書店の店頭に並べた藤井八冠の関連書籍=12日午後、宇都宮市宝木町1丁目

 将棋の藤井聡太(ふじいそうた)八冠(21)の全八冠制覇から一夜明けた12日、県内にも盛り上がりが波及した。書店の出入り口付近に関連商品が並び、百貨店には特設コーナーが設けられた。将棋関係者からは“藤井フィーバー”により将棋人口の拡大を願う声も上がった。

 宇都宮市宝木町1丁目、落合書店宝木店の店頭では同日午後、藤井八冠を特集したムック本や藤井八冠が監修した将棋入門書など、数種類の関連書籍を出入り口前の目立つ場所に並べた。関連書籍は将棋ファンにとどまらず一般層にも人気で、常に一定の売れ行きがあるという。

 担当者は「今後は新刊の発行や既刊の重版でよりラインアップが充実するだろう。1カ月くらいは店頭で広く展開していきたい」と意気込んだ。

 同市宮園町、東武宇都宮百貨店宇都宮本店の5階おもちゃコーナーには「藤井聡太八冠誕生将棋特集」のパネルが設置された。藤井八冠が5歳の時に使っていたという駒に動かし方が書いてある将棋盤や折り畳み式の簡易将棋盤が並ぶ。

 売り場を担当する同店紳士・子供・リビング・宝飾部荒川幸世(あらかわゆきよ)部長(52)は「タイトル獲得の際などは注目が集まり、商品にも動きがある。今回も期待したい」と話した。
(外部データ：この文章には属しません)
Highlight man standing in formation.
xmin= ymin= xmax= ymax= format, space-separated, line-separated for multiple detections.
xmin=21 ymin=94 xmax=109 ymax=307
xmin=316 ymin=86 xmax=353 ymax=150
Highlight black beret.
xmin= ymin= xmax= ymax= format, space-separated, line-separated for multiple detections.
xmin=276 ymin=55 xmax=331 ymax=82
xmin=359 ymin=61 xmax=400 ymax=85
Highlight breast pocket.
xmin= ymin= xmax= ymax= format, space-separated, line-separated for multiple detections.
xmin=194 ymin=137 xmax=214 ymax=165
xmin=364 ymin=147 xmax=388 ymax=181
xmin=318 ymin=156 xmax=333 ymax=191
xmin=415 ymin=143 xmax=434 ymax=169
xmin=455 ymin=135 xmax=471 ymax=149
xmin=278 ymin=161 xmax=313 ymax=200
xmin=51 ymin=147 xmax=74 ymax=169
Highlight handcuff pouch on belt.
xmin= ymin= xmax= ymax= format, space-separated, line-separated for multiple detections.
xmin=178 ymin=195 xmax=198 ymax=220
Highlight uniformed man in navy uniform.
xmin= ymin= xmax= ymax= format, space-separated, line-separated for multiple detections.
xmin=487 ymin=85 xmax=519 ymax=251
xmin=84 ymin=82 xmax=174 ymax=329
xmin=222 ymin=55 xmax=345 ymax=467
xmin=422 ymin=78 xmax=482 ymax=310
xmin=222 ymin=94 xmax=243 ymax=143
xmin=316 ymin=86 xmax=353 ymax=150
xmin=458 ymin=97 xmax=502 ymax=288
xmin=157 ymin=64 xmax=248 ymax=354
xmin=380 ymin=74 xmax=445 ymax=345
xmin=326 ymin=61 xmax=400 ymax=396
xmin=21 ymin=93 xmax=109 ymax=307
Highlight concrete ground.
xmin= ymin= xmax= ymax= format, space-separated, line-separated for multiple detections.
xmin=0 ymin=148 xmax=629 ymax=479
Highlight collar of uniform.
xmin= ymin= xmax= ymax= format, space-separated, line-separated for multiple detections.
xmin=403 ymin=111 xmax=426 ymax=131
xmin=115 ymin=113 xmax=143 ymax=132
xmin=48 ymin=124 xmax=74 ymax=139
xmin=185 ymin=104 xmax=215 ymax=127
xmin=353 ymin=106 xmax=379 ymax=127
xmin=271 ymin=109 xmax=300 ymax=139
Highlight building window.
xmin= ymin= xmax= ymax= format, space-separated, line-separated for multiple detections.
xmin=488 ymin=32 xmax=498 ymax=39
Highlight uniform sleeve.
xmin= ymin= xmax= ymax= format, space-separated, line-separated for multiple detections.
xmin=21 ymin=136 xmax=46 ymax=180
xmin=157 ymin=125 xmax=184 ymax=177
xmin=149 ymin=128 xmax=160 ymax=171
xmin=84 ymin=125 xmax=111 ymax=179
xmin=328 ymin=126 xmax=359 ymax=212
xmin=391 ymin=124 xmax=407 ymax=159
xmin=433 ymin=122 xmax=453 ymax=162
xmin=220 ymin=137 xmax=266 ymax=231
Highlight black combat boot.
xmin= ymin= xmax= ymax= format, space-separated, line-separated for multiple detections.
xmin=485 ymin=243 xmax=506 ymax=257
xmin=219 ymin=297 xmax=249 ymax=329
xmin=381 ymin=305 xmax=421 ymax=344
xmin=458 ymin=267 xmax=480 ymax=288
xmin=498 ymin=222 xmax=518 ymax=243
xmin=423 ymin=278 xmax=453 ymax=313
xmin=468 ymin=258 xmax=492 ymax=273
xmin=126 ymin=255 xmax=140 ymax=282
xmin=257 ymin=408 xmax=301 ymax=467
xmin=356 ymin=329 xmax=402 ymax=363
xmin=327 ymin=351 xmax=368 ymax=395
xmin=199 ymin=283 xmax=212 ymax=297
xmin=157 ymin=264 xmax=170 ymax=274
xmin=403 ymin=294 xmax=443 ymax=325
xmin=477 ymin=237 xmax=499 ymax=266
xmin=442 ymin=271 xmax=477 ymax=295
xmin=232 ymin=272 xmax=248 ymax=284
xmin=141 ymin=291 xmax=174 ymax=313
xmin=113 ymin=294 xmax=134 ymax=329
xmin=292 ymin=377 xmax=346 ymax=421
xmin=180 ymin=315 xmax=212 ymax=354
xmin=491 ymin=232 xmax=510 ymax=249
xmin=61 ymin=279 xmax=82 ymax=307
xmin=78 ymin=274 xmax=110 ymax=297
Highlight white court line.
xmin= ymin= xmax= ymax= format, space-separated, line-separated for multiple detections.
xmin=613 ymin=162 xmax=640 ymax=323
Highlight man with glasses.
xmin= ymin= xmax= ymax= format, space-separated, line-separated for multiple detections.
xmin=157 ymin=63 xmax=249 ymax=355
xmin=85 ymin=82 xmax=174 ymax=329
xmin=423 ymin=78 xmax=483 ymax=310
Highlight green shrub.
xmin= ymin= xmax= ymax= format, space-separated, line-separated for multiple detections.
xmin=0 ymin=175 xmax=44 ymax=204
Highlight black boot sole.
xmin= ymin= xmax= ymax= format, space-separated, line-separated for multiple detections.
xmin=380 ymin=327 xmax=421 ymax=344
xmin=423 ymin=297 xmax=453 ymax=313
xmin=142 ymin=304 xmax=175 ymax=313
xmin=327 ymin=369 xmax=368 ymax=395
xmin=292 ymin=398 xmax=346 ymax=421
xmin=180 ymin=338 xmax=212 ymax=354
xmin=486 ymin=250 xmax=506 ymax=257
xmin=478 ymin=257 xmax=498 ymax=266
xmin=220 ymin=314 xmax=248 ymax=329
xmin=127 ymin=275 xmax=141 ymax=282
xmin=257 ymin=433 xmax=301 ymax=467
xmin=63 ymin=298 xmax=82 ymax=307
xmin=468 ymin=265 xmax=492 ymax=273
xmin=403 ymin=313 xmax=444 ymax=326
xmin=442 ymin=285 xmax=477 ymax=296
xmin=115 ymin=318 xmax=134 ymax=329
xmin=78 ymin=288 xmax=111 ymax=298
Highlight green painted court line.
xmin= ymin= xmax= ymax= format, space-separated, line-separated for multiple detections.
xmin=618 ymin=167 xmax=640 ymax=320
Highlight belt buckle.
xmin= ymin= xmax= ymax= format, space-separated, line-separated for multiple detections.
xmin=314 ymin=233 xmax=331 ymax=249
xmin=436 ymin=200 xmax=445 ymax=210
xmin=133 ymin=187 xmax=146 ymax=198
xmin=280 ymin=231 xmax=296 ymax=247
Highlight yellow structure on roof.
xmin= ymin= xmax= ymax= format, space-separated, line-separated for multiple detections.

 期待感は将棋関係者の間でも高まる。日本将棋連盟県支部連合会の西岡潤(にしおかじゅん)会長(66)は「今はインターネットでも気軽に将棋を指せる時代。裾野が広がるのではないか」と予想する。

 西岡さんは那須塩原市内で初心者向けの将棋教室「カルチャーひよこ」を開いている。「一時的な盛り上がりに終わらず、本格的に将棋をやってみたいと思う人が増えればうれしい」と話した。